> Since my first goal is to write something for my animal rights group that 
> I can maintain easily, I'm really only interested in doing it "my way" for 
> now.

I think this is a good approach in general, for several reasons:

1. Each project came to this group with particular processes and goals
in mind.  Participation should not undermine these processes and goals.

2. There are many ways to skin a cat.  Each project has a vision of how
it's doing things and how the parts will fit together to form a whole.
If that vision is allowed to continue to the end, then it has the best
chance of producing a coherent piece of software.  If it's constantly
interrupted, the software can become "design by committee."

3. These are volunteer efforts.  If you're not paying someone, you can't
expect to direct their approach too much.  Volunteers who are spending
too much time doing things they don't want to do tend to quit.

> Personally, I think a REST API has greater potential than stored 
> procedures, especially for a hosted service, for obvious reasons.

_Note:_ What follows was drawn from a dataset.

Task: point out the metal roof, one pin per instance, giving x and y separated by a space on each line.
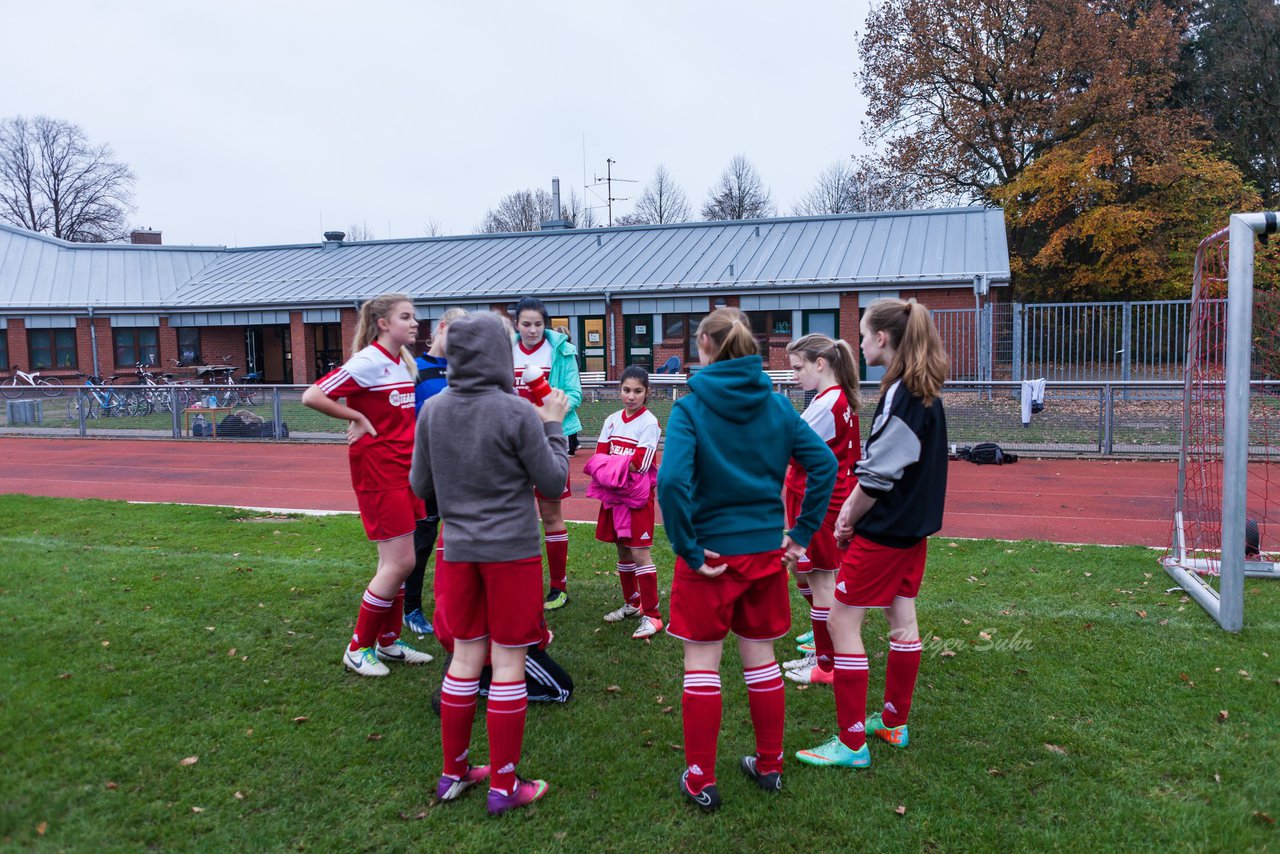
785 254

This is an example of what I mean.  Stored procedures may be more
appropriate for some systems that use a different architecture than the
ones we're looking at now.  Apparently, the REST API can serve similar
purposes.  (I'd never heard of REST, it looks like I have some reading
to do).

I look forward to seeing as these systems (all of which have very
different architectures and goals) develop.

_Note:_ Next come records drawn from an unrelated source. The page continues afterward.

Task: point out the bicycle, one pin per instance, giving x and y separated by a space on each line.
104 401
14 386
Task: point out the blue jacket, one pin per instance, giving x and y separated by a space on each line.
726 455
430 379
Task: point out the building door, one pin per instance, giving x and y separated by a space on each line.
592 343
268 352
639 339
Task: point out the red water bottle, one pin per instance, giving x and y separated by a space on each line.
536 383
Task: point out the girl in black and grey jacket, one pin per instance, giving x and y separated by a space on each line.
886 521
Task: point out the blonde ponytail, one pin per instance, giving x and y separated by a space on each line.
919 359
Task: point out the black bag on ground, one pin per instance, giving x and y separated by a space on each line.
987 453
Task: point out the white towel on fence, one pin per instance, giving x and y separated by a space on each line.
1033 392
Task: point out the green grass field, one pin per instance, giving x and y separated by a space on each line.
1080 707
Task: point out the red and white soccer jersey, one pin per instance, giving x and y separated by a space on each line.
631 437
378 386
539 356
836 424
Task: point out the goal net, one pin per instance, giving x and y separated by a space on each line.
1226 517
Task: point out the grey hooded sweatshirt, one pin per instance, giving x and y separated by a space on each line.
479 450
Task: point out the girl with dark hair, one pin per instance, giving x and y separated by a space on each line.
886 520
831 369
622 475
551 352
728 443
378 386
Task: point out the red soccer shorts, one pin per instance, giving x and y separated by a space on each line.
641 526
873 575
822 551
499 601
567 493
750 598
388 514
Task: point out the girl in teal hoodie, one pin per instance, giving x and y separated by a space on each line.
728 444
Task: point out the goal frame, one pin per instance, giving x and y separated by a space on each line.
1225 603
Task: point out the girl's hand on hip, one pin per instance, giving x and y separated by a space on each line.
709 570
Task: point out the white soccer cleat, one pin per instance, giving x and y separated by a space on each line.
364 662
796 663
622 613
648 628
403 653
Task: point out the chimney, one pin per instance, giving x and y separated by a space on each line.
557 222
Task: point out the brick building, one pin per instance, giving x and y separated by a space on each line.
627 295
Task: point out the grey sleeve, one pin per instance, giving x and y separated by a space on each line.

> That's the Academic Free License. The AFL gives them the right to 
> relicense the code in the future _and_ to create proprietary
> derivatives, 
> from my reading.
> 
> Of course, the sane way to do this is to simply ask contributors to
> assign 
> copyrights to you when the contribute.

Sigh, this disappoints me.  I don't like non-straightforward things.  I
presume they're not asking contributors to sign the code over to them
because many people would balk at assigning copyright to a for-profit
company.  So instead, they found this roundabout way of getting the same
rights without contributors realizing it.  I have a hard time respecting
CiviCRM with stuff like this going on.